The U.S. Meat Export Federation reports that at the Cattle Industry Convention and Trade Show in Phoenix, Ariz. earlier this year mandatory country-of-origin labeling (COOL) “got a chilly reception” during a panel discussion.
The forum was part of the annual meeting of the Livestock Marketing Council, which is a group consisting mainly of livestock auction market operators and cattle buyers from across the U.S.
Impact of COOL
One member of the forum, Erin Daley, the U.S. Meat Export Federation (USMEF) economist, talked about the impact of COOL on live cattle trade and the potential problems the issue could create in the U.S.-Canada-Mexico trade relationship.

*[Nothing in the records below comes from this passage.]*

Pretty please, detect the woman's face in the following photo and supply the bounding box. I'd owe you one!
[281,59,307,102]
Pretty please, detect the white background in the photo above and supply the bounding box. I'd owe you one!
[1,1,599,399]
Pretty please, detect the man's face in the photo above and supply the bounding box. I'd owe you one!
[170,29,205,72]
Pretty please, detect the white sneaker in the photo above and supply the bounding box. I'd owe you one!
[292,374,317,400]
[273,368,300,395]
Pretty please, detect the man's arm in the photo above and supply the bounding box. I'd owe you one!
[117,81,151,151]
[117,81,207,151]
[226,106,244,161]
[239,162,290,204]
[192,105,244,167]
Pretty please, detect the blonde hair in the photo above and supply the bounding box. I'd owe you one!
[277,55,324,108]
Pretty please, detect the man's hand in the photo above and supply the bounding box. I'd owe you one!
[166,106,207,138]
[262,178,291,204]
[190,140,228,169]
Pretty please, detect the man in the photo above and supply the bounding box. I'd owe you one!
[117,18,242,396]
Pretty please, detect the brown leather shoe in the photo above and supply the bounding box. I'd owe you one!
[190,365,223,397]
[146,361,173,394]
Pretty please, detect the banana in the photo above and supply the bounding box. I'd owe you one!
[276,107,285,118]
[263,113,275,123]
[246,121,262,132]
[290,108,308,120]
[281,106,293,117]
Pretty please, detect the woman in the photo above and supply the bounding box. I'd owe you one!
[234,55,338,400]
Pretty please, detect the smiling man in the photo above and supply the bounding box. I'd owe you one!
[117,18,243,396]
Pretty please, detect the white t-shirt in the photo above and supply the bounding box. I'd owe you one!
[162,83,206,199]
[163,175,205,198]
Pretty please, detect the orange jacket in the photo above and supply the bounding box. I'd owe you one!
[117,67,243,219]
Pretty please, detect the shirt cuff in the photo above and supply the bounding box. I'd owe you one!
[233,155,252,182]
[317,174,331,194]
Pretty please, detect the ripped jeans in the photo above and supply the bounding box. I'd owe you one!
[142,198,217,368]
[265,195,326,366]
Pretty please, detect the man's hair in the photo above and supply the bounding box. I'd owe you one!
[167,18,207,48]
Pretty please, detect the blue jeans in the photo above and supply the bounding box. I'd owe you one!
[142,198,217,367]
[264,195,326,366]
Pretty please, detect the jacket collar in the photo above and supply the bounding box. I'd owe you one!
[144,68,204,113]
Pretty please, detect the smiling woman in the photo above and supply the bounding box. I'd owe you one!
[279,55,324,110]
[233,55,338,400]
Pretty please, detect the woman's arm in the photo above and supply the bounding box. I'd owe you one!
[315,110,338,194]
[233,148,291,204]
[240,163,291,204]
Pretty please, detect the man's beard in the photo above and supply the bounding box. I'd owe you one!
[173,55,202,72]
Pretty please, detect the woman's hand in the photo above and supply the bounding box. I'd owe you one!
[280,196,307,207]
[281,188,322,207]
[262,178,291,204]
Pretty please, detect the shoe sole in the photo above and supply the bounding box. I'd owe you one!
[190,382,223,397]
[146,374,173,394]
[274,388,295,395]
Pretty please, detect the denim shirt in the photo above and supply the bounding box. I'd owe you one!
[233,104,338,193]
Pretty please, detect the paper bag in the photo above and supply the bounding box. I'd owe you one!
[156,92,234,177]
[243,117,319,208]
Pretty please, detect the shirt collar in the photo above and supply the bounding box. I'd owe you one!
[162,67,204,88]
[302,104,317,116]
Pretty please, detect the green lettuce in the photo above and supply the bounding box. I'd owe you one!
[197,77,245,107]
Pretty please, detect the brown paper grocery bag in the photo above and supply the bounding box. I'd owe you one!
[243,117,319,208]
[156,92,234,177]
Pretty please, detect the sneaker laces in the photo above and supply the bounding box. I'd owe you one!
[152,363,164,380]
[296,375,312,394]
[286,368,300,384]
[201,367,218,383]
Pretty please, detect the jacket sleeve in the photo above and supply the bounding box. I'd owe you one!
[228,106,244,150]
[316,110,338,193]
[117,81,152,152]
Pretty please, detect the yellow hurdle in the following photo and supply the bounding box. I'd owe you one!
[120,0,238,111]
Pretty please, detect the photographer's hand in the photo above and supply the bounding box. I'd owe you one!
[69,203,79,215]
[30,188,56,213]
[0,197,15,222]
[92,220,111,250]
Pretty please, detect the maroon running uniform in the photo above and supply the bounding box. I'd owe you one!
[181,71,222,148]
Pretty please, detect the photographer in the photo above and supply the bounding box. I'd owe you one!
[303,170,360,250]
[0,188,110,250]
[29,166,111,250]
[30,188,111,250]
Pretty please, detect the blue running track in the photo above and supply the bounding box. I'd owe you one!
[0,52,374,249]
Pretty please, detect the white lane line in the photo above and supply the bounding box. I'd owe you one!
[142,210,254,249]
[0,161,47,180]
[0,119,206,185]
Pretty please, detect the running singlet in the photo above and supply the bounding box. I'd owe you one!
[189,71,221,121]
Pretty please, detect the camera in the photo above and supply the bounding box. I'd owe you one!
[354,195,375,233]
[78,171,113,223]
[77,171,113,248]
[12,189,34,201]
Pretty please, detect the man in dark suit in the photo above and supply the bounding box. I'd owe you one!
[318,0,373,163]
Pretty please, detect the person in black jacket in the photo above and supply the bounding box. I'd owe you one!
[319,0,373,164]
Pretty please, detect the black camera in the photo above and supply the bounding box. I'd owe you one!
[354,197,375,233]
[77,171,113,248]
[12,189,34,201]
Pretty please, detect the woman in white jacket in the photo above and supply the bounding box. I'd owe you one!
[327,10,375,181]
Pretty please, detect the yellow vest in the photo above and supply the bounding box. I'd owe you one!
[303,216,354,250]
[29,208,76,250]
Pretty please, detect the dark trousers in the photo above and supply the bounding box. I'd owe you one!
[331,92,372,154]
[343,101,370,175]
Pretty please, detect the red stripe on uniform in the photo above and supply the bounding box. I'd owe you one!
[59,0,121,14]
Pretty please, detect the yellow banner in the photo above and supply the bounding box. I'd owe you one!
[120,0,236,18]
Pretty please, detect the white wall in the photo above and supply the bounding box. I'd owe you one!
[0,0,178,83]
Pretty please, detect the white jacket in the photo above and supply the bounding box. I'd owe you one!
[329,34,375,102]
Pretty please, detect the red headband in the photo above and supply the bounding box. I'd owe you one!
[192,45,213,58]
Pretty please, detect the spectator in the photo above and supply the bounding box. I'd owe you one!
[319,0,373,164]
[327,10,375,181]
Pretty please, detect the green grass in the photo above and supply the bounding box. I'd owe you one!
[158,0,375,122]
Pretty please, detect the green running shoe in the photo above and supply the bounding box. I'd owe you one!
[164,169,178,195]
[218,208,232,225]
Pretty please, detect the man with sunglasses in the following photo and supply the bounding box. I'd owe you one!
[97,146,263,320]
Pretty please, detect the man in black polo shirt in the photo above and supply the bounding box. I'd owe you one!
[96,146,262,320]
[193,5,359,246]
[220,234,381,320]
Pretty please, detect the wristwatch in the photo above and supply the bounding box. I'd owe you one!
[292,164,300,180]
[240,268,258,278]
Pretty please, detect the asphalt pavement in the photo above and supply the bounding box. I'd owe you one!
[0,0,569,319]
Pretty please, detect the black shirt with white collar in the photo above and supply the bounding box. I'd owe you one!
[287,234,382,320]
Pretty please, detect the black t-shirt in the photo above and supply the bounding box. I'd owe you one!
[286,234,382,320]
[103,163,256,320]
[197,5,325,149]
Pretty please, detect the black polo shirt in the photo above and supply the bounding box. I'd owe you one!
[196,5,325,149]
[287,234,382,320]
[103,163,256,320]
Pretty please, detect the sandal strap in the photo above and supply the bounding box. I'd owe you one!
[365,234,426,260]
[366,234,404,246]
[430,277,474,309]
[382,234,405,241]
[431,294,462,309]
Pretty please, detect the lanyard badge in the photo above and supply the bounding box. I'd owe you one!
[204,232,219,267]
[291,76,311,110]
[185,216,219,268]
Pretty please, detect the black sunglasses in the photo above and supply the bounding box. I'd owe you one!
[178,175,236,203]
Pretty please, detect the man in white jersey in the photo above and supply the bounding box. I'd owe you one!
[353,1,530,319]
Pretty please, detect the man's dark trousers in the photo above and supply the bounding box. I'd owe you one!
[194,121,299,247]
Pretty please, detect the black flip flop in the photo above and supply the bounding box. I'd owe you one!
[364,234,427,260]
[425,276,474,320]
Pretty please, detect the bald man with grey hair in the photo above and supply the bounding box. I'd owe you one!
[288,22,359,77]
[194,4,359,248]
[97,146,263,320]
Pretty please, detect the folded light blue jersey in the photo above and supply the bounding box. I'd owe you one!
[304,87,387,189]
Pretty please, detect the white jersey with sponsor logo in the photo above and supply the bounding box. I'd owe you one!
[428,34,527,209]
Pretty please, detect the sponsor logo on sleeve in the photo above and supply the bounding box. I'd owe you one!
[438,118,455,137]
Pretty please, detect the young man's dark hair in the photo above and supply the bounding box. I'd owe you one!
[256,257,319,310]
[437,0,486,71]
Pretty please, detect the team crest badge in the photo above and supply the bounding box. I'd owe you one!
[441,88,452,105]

She pointed out that Canada and Mexico combined account for US$2 billion in U.S. beef export purchases in 2008 – about 60 per cent of the worldwide 2008 total. Any disruption in trade could have serious consequences for U.S. cattle producers.
For one thing, she said, it could cost U.S. cattle producers US$50 to US$60 per head if the U.S. loses the NAFTA export markets. Also, the U.S. industry would have even more excess capacity if live cattle imports from Canada and Mexico continue to decline, dragging down the industry’s level of efficiency and making it more difficult for U.S. beef to compete in global markets.
In a weekly USMEF report, Dan Halstrom, past chairman of the USMEF, called on the U.S. industry to manage the situation closely. “We have to communicate with our trading partners and make sure that we are all on the same page.”